It was blustery weather outside Hafele's Chicago showroom, as the Cabinet Makers Association held its regional gathering just before Thanksgiving. 

Woodshops from Illinois, Michigan, Wisconsin and Indiana were there, at the trendy loft-style center that provides the hardware manufacturer a base of operations with the home and commercial interior showroom palace of the mammoth Merchandise Mart conveniently at hand.

Though cabinet maker attendance was wide ranging, it was sparse: most of the area members were too busy to stop - working full tilt to finish renovation projects before the turkey hit the oven and relatives descended on their clients. Projects include updating bedrooms and bathrooms, murphy beds, and adding kitchen counter and cabinet space before the holiday starts in earnest.

We talked with a number of the cabinet makers who could get away, and found they were busy. What's changed is the types of work that is being done - almost no new construction build outs, and more residential renovation.

Most cabinet makers we talked to are making a concerted effort to get into commercial work.

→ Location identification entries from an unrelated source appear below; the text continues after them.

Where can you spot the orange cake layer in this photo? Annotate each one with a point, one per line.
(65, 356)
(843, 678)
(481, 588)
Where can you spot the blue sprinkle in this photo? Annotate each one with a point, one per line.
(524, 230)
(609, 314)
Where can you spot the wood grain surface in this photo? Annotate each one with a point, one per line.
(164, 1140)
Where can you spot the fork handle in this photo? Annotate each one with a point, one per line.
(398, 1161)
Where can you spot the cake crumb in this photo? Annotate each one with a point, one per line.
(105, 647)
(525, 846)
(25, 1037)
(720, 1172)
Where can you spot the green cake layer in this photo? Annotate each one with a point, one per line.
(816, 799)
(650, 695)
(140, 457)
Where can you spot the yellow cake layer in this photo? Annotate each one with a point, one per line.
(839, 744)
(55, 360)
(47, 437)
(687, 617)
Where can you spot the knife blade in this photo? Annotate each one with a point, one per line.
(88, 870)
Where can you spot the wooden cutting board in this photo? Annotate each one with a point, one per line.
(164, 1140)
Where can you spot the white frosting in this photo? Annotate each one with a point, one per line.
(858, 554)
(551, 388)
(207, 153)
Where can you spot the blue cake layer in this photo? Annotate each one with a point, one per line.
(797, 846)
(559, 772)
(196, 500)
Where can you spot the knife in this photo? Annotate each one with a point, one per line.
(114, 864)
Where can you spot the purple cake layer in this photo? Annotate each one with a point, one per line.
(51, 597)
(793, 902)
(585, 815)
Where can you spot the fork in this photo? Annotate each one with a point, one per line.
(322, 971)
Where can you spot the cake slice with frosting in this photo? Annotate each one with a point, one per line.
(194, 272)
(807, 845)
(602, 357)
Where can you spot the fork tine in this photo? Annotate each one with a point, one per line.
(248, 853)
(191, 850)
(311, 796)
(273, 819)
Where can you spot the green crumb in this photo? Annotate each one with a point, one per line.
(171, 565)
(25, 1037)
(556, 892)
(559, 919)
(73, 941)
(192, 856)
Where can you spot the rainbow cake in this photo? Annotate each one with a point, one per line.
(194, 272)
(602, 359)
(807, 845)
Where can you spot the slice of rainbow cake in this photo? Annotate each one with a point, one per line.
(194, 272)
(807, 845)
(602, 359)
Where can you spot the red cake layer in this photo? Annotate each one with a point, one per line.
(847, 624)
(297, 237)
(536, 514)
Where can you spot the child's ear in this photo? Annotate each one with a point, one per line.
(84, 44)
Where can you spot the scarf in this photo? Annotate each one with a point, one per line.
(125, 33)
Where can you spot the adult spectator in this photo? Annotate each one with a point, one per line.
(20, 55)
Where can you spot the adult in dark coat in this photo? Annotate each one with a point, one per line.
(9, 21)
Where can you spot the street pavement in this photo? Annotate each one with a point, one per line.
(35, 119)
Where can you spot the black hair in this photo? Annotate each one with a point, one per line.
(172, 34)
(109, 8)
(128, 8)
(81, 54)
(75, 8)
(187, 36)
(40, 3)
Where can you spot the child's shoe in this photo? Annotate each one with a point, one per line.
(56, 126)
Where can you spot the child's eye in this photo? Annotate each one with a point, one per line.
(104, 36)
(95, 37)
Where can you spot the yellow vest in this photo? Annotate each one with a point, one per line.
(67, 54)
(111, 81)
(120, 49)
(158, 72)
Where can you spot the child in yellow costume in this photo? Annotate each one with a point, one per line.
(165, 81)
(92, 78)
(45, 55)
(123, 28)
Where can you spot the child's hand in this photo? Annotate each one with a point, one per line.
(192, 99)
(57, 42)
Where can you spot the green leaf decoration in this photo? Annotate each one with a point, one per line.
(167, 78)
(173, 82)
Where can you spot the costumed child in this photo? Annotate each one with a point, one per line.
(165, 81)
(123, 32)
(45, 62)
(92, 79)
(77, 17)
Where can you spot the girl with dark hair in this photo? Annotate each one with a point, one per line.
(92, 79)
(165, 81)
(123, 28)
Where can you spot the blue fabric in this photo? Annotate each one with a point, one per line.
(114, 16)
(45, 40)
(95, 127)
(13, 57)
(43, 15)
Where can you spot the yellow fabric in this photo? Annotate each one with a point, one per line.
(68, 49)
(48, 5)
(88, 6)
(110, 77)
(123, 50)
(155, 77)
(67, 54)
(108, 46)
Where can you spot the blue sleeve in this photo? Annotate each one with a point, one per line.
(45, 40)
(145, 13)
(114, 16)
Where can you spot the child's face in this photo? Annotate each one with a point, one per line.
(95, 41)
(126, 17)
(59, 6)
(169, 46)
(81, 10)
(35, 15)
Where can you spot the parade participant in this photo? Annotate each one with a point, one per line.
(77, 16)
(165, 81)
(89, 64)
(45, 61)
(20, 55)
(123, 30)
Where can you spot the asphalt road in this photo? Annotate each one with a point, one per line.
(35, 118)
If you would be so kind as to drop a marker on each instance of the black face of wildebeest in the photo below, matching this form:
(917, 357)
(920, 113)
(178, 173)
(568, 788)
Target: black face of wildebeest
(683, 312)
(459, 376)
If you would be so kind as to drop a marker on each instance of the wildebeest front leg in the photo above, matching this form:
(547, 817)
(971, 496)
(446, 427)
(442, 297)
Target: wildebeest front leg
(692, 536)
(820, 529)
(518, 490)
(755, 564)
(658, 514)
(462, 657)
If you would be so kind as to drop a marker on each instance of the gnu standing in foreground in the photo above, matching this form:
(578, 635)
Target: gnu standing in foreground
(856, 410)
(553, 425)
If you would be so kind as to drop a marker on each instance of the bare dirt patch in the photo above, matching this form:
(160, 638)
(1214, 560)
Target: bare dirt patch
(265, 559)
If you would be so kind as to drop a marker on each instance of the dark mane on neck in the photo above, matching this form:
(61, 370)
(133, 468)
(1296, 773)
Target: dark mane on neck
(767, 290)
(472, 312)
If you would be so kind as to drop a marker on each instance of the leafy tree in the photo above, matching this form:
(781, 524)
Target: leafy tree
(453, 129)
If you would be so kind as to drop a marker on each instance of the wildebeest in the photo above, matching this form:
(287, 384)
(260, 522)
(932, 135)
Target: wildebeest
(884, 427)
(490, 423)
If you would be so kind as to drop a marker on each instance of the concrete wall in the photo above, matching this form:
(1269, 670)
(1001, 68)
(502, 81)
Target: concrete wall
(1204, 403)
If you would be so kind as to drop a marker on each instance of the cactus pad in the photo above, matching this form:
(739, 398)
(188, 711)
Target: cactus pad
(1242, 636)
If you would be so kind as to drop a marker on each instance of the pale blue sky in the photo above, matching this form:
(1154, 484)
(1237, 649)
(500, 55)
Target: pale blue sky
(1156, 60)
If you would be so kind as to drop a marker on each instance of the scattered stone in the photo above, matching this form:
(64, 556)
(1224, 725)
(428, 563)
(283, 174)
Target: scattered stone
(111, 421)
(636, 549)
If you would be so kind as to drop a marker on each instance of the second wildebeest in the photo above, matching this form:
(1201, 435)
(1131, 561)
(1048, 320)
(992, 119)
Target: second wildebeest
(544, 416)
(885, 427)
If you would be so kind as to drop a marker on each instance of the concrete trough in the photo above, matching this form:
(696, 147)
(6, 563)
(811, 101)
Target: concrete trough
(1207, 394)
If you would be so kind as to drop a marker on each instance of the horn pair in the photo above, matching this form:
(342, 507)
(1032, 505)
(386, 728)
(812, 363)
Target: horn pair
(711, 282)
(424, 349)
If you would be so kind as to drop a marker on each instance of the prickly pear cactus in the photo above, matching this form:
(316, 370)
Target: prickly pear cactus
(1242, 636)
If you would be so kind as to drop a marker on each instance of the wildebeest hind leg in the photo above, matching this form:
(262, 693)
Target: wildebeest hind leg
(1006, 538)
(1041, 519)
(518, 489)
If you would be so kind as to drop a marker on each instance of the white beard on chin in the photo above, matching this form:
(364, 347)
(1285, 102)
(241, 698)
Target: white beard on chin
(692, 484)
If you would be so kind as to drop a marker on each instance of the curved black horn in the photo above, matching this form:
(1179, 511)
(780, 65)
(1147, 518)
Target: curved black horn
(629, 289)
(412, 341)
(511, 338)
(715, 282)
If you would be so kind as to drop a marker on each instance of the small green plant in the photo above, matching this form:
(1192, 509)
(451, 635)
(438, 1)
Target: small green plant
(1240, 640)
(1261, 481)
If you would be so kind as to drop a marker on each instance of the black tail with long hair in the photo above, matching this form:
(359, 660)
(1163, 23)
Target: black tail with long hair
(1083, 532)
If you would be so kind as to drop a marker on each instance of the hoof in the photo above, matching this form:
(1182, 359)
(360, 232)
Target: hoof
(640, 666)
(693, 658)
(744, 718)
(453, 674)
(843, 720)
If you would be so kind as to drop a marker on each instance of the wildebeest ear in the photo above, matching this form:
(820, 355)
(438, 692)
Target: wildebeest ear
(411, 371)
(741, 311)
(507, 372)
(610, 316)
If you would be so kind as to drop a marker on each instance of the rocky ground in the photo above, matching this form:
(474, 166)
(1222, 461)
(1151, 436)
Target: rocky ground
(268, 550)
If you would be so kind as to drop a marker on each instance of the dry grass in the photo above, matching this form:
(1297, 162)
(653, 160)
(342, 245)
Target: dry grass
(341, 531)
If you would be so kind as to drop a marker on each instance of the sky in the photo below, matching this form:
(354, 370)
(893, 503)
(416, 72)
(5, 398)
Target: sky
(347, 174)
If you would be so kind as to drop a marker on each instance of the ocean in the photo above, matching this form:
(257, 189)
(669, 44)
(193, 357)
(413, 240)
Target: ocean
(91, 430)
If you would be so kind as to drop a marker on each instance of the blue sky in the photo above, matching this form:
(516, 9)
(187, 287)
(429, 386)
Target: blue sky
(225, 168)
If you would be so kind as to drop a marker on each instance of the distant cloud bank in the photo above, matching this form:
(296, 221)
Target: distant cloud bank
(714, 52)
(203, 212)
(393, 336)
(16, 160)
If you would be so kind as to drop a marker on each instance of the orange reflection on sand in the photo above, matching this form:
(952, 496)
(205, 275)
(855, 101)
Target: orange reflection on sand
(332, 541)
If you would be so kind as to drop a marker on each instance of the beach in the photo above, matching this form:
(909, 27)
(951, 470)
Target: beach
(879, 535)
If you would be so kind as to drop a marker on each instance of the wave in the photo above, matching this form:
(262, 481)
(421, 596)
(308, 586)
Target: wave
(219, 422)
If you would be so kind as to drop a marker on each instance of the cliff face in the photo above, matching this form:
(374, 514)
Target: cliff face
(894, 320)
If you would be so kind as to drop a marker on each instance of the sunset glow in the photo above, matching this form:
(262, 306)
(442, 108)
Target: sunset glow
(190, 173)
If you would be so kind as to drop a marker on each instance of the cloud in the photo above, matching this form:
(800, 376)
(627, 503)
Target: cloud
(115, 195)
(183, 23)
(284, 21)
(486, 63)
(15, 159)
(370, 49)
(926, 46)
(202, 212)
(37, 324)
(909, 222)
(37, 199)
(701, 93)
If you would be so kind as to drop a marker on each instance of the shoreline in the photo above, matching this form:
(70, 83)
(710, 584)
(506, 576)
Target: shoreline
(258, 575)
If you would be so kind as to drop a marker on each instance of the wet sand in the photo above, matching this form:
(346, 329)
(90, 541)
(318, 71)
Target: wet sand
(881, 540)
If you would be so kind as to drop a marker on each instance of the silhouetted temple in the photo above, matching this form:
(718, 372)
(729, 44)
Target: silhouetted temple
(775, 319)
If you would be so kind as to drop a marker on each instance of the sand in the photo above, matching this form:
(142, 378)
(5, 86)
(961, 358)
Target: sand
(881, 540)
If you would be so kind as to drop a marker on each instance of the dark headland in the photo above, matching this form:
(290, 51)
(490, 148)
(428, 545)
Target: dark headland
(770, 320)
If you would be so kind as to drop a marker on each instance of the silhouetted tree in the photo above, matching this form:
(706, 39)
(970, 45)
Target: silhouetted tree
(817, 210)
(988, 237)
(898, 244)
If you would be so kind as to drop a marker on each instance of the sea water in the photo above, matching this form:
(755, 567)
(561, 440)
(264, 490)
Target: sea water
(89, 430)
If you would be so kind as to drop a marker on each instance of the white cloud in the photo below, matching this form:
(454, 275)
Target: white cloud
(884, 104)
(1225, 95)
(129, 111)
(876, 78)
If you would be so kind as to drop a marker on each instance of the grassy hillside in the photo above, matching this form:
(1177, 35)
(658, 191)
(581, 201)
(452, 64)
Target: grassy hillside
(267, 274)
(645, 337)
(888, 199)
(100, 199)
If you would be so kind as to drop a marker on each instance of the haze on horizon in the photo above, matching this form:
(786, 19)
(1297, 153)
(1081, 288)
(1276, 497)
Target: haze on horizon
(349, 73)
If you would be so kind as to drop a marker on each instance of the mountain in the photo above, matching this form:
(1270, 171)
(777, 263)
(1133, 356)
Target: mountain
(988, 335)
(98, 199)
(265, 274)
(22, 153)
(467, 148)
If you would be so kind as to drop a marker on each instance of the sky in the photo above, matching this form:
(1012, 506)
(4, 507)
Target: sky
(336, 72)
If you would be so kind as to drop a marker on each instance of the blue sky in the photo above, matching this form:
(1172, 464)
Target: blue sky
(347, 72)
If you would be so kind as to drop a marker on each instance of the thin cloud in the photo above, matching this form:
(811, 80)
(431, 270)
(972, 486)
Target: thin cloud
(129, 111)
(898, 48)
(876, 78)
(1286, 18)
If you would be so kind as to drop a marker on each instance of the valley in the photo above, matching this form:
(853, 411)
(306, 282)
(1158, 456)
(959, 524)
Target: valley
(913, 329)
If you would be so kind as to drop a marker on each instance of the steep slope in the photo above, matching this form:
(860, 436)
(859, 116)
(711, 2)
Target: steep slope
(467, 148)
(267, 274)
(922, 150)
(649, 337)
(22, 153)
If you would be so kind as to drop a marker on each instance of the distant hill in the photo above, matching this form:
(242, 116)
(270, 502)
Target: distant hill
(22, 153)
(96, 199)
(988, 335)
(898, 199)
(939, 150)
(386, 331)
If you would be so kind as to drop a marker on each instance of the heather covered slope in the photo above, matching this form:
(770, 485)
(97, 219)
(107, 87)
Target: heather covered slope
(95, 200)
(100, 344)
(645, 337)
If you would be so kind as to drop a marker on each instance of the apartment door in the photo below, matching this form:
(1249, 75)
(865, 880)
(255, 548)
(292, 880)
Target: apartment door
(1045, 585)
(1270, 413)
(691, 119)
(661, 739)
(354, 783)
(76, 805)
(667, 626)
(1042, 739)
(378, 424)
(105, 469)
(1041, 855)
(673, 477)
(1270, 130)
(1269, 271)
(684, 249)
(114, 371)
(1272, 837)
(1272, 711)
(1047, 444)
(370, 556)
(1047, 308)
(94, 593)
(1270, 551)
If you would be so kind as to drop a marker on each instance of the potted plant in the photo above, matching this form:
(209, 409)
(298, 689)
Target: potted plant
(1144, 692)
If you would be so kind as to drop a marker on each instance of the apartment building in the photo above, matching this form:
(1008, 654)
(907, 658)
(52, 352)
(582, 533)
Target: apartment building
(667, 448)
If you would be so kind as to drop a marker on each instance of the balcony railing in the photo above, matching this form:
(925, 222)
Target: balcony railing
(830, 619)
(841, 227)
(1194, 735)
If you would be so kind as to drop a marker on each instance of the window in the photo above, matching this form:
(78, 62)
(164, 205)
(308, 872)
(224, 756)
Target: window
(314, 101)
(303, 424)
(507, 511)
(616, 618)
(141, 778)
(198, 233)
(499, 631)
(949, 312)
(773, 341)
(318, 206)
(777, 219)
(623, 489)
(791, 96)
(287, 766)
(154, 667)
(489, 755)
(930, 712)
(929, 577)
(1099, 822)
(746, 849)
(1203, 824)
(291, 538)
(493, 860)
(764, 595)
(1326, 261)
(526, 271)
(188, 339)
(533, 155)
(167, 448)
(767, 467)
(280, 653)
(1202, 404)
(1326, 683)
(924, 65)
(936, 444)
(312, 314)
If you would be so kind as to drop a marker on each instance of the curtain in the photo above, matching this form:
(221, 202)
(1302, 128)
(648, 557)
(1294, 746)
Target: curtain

"We've been doing a lot more commercial work," Cleland Noe, from Counterpoint Cabinetry told me. His Wilmette, IL shop historically focused on residential in that tony Chicago suburb. (Counterpoint Cabinetry has won the Cabinet Makers Assn. Wood Diamond award for both commercial architectural millwork and residential library woodwork.) 

"We've been doing office build outs inn the city, and a fair amount of medical client work."

I asked Noe how he finds bid prospects. He doesn't use any of the paid bid registry sites, but gets a lot of unsolicited requests for bids.

"There are so many RFQs that come in, I screen them. I try to stay away from general bid requests," Noe said.

With so many shops hjaving closed over the past couple of years, winning work isn't strictly a measure of dollars when commercial clients are selecting him.

"It's not always about price as much as trust - that you are going to be able to complete the job," says Noe.